Whiteside's Station, in Monroe county, five miles north of Waterloo, is one of the oldest American settlements in Illinois.

Wiggin's Ferry, on the Mississippi opposite St. Louis and the property adjoining, are owned by a company. Here are two good steamboats, a public house, livery stable, store, and post office.

Wilcoxen's Settlement, in Fulton county - good soil.

William's Creek rises in Hancock and enters Crooked creek in Schuyler county.

Willis's Settlement, in Putnam county, five miles east of Hennepin, was begun in 1827, in a rich tract of land.

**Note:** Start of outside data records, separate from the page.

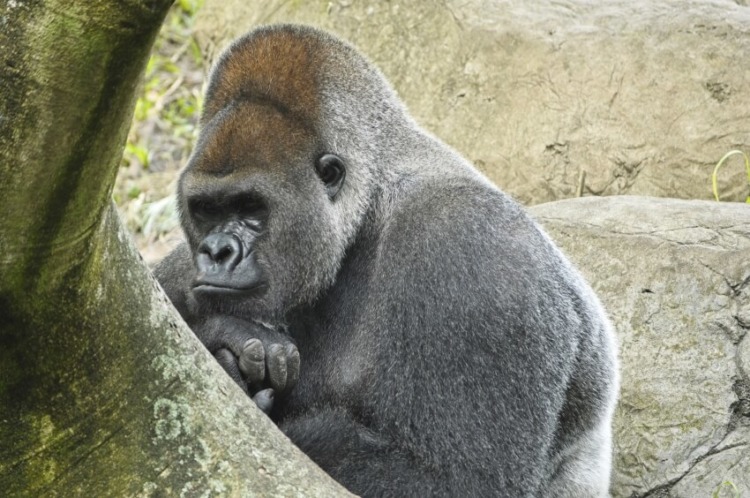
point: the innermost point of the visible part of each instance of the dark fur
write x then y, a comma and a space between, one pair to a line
447, 347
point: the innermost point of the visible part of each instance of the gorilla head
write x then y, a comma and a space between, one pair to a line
278, 182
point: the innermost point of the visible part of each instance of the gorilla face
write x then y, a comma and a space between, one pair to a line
257, 203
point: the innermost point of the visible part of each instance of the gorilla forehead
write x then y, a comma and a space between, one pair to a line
254, 136
280, 65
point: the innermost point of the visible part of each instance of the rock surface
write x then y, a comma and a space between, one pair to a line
546, 97
675, 278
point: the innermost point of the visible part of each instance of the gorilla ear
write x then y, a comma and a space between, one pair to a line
332, 172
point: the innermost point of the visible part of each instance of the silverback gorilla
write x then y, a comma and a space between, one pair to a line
401, 319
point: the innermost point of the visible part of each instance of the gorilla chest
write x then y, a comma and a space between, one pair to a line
336, 367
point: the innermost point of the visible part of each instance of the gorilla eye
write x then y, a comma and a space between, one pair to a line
204, 209
332, 172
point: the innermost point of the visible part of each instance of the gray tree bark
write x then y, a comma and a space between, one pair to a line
103, 389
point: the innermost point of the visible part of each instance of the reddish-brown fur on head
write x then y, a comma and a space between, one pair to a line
280, 67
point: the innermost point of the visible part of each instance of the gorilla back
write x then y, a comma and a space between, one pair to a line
443, 344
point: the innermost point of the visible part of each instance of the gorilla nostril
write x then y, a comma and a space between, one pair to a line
222, 254
222, 249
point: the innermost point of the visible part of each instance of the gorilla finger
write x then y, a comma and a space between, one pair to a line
229, 364
292, 366
264, 400
276, 366
252, 361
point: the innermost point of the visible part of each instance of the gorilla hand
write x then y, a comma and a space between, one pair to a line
263, 361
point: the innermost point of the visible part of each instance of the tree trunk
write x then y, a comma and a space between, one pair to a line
103, 389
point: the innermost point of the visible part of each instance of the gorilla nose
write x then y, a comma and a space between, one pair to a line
219, 252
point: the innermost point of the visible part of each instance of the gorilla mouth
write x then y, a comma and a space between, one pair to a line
203, 287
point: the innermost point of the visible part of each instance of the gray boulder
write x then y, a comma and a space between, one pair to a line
554, 96
675, 278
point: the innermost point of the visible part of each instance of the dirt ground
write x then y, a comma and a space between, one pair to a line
162, 135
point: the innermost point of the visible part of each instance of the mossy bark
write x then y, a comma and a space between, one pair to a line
103, 389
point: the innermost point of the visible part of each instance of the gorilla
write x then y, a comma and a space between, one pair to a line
403, 321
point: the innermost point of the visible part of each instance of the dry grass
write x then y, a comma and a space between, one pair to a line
162, 134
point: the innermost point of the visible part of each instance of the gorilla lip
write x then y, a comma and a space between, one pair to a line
207, 288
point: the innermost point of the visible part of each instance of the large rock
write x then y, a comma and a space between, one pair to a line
675, 278
642, 96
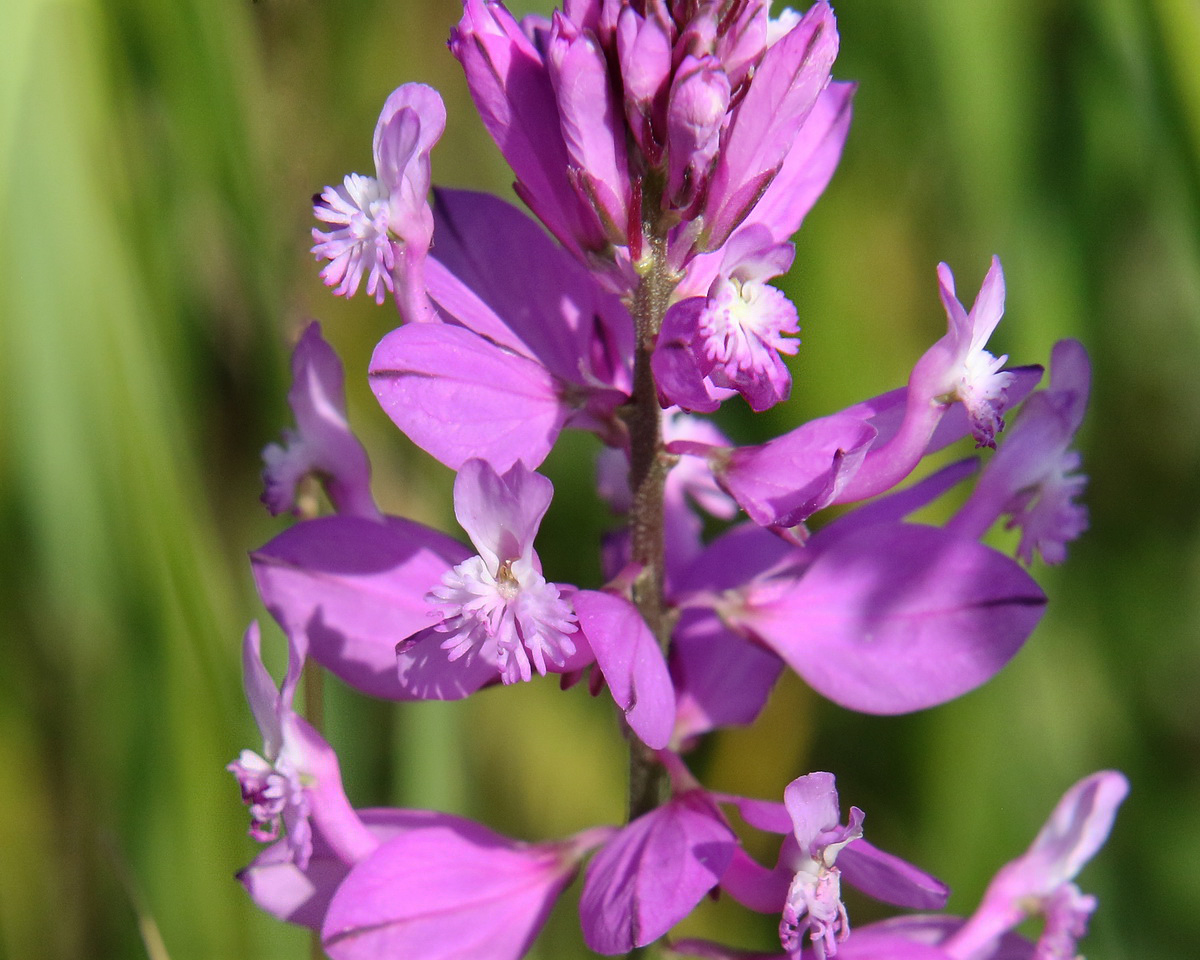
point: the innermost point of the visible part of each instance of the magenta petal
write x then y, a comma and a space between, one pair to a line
786, 480
811, 803
899, 617
261, 693
785, 87
631, 663
459, 396
678, 373
754, 886
280, 887
511, 88
653, 873
437, 894
323, 443
354, 588
1074, 833
276, 885
809, 165
721, 679
889, 879
501, 514
550, 306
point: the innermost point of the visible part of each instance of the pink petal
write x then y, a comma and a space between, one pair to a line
436, 894
653, 873
631, 663
899, 617
355, 588
459, 396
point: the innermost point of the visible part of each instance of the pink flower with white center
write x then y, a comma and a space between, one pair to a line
814, 899
273, 785
1033, 477
361, 241
743, 328
732, 337
383, 223
976, 377
323, 443
498, 605
1041, 882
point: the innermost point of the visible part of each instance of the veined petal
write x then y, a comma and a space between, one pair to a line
783, 91
897, 618
653, 873
441, 895
353, 588
459, 396
545, 305
631, 663
501, 514
323, 443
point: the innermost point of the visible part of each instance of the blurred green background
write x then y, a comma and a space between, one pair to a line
159, 157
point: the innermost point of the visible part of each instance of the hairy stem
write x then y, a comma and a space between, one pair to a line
647, 475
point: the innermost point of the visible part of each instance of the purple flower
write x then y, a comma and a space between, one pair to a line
761, 130
450, 891
881, 618
1041, 880
383, 225
867, 449
497, 605
1032, 475
322, 443
731, 339
816, 853
295, 779
511, 87
529, 343
653, 873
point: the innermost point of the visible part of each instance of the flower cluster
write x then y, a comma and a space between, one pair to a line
670, 148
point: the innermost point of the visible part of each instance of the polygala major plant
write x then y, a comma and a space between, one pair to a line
670, 149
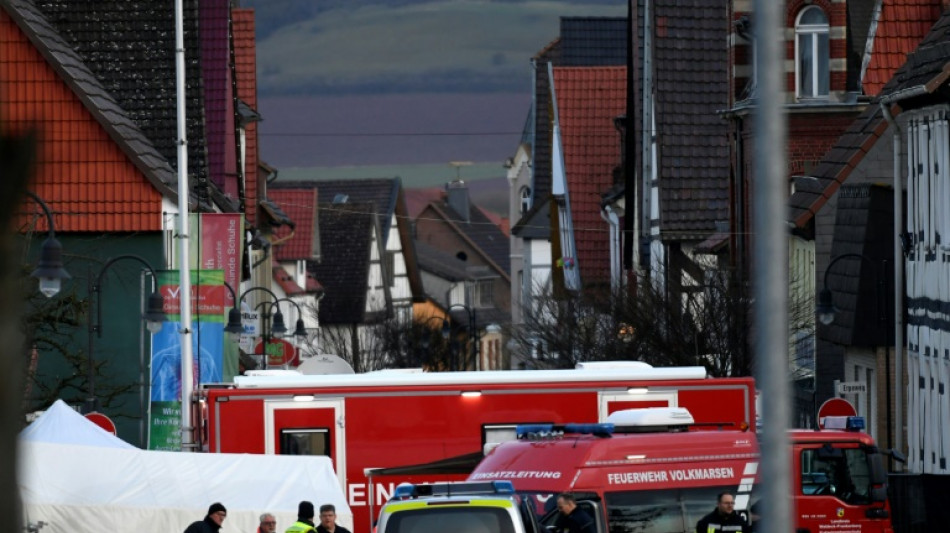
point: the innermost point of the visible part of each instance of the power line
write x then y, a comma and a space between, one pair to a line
396, 134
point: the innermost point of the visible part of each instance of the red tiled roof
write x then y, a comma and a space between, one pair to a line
245, 68
301, 206
900, 28
588, 100
88, 182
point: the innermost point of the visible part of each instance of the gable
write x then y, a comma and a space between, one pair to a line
588, 101
88, 181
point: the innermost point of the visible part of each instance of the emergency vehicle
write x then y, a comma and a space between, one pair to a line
459, 507
387, 427
654, 471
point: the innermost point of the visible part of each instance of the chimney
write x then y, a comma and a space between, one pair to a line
458, 199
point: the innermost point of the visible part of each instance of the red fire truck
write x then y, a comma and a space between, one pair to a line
394, 426
654, 471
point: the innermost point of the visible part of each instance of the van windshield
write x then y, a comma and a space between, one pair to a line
661, 511
451, 520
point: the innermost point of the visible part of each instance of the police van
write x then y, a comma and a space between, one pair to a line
460, 507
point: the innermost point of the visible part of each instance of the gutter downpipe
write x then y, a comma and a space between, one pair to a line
898, 280
610, 217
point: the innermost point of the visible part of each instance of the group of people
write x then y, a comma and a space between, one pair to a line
305, 520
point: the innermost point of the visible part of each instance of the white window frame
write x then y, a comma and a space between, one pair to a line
811, 32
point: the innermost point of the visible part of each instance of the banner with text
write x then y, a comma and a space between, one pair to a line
207, 326
220, 245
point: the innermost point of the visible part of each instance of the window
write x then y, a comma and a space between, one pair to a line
305, 442
484, 294
660, 511
843, 473
525, 199
811, 53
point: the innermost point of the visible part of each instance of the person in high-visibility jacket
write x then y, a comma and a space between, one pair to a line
304, 523
723, 518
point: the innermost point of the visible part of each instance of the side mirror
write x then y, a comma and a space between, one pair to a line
897, 456
878, 494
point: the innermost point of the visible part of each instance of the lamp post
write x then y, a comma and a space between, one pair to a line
472, 329
49, 271
154, 316
826, 315
271, 324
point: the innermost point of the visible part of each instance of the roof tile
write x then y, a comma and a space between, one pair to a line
588, 100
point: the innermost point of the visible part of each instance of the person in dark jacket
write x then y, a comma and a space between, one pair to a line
212, 521
304, 523
328, 520
571, 518
723, 518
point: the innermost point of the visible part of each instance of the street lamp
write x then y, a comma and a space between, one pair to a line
472, 329
154, 316
49, 271
826, 315
270, 326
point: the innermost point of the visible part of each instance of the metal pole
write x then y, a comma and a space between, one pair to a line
771, 266
184, 269
92, 328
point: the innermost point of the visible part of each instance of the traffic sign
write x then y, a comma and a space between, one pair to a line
852, 387
835, 407
102, 421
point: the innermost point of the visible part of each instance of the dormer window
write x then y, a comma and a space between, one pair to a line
811, 53
525, 199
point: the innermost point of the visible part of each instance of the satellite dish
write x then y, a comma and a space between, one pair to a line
325, 364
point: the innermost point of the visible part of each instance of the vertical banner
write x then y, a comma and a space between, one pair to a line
208, 312
220, 247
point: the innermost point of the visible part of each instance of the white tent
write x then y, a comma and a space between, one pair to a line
79, 488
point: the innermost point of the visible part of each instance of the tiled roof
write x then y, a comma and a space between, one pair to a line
481, 232
440, 263
245, 70
900, 27
584, 41
301, 206
692, 85
923, 67
382, 193
98, 172
345, 236
593, 41
215, 24
588, 101
129, 48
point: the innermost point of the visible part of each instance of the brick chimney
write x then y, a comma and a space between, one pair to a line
458, 198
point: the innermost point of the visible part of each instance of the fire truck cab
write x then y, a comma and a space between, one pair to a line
460, 507
654, 471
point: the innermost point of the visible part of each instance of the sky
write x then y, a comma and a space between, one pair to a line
400, 82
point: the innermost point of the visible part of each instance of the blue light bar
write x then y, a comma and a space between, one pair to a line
599, 430
404, 490
504, 487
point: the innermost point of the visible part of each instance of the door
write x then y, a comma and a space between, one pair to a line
314, 427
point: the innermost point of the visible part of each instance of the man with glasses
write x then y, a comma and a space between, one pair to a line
212, 521
723, 518
268, 524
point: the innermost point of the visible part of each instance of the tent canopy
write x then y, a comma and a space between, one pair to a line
80, 488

Wilson's Grove is a beautiful eminence, one mile west of Jacksonville, and now called College Hill. The Illinois college stands on its eastern slope.

Winchester, in Morgan county, sixteen miles southwest of Jackson, on section twenty-nine, township fourteen north, in range twelve west of the third principal meridian, was laid off in 1831, on elevated ground, and is a thriving village, increasing rapidly, has several stores, mechanics of various descriptions, and a population of three or four hundred. The Baptists, Methodists and Congregationalists have societies here. It has excellent lime and free stone quarries in the vicinity and several mills.

Winchester, a town site on the Kankakee, 9 miles above its mouth, and containing half a dozen houses, one store, one tavern, two saw mills, etc.

Windsor, a town, in fifteen north, nine east on the Bureau, and on the stage road from Peoria by Princeton to Galena. It has 2 stores, 2 groceries, one tavern, one lawyer, one physician, one minister and about 100 inhabitants. A grist and saw mill are near.

Winnebago Inlet, in Putnam county, passes through several ponds into the Winnebago Swamp, in Ogle county.

Winnebago Swamp is in Henry and Ogle counties, thirty miles long, and from one-half to three miles wide.

Wolf Creek is a branch of the Sangamon River, in Sangamon county. The land is level but well settled.

Wolf Creek, in Effingham, enters the Kaskaskia River.

Wolf Run¸ in Morgan county, enters Dickerson's Lake.

Wood River, in Madison county, enters the Mississippi nearly opposite the mouth of the Missouri. It rises in Macoupin and runs through a fine country.

Woodbury is a town site and post office on the national road, situated in Coles county, containing half a dozen families.

Wood's Prairie is a small tract of good land in Wabash county, ten miles from Mount Carmel.

Worcester post office is in McDonough county on the western side.

Workman Post Office is in McDonough county on the western side.

Worley's Creek, in Adams county, enters Bear creek.

Wyoming, a town site and post office on the east side of Spoon River, on section two, township twelve north, six east, on the mail road from Hennepin to Knoxville.

Yankee Settlement, in the southwestern part of Cook and corner of Will county, a large settlement in a rich undulating prairie, between Hickory creek, and the Sauganaskee.

Yellow Banks are sand bluffs of the Mississippi, in Warren and Mercer counties, distinguished as Lower, Middle, and Upper, at the mouths of Henderson, Pope and Edwards Rivers - the first five miles long. They furnish convenient landings for steamboats.

Yellow Creek, in Winnebago county, enters the Peek-a-ton-o-kee near its junction with Rock River. It rises near Kellogg's Grove.

York, a village in Clark county, on the Wabash, contains one steam saw and flouring mill, four stores, and about 300 inhabitants. It exports amount to $40,000.